$300b debt ceiling to be hit this year
Australia is set to hit its debt ceiling this year as the federal government forecasts a large fall in revenue over the next four years.
Treasurer Chris Bowen unveiled the government's updated economic statement on Friday, revealing a bleaker outlook for the economy as the mining investment boom peaked, commodity prices fell, the terms of trade declined and the Chinese economy lost steam.
Growth was estimated to slow to 2.5 per cent this financial year, down from the budget forecast of 2.75 per cent, while the unemployment rate was expected to rise to 6.25 per cent in the next two years.
"We are being realistic and laying out that there is a softening that affects both growth and employment," Mr Bowen said.
The sharemarket looked through the budget shortfalls, with stocks posting their 10th straight day of gains.
The Australian dollar was slightly lower, buying US89.11¢.
Economists welcomed the lower growth forecasts for the next two financial years, which they said came closer to market expectations, but said the forward estimates in the outer years were improbable.
"The estimates beyond 2014-15 appear unrealistic, with employment growth too weak to reduce the unemployment rate to 5 per cent," NAB economists said.
They said there were question marks over whether the government would be able to return the budget to surplus by 2016-17 given the "unrealistic economic parameters".
UBS chief economist Scott Haslem criticised the government for its forecasts and missed budget targets, saying it was a "destabilising force for the economy".
"At some point those controlling the fiscal purse need to realise the consistent inability to hit budget figures is increasingly due to flawed revenue forecasts and higher spending decisions, and less to do with a soft economy," he said.
The economic statement revealed a budget deficit blowout of $30.1 billion for the 2013-14 financial year, which was a sharp increase from the previous budget estimate of $18 billion. The 2014-15 deficit estimate was revised to 24 per cent.
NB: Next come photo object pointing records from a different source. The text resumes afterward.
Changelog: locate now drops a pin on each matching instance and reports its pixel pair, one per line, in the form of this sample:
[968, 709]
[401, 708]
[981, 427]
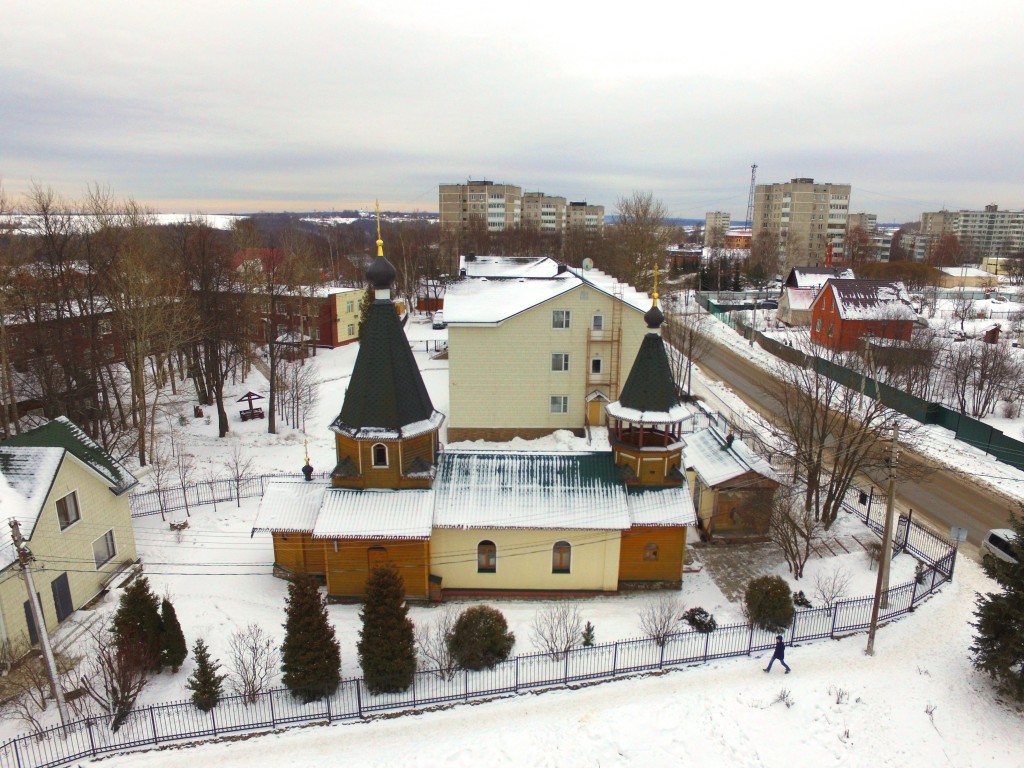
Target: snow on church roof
[375, 514]
[483, 300]
[529, 491]
[289, 506]
[708, 453]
The blowouts were not expected to be a threat to Australia's triple-A credit rating, as credit rating agencies could tolerate near-term deficits if there were realistic middle-term efforts to balance the budget, TD Securities' head of Asia-Pacific Research, Annette Beacher, said.
Government revenue was expected to reduce by about $8 billion a year for a four-year total of just over $33 billion.
The resource rent tax was expected to come in $560 million lower. Revenue measures included a tobacco tax increase, a bank deposit levy and a public service efficiency dividend.
Net government debt was set to peak at 13 per cent of gross domestic product, up from the 11.4 per cent peak projected in the budget.
Australia's debt ceiling of $300 billion was forecast to be reached by December, meaning the incoming government would have to legislate to lift the limit.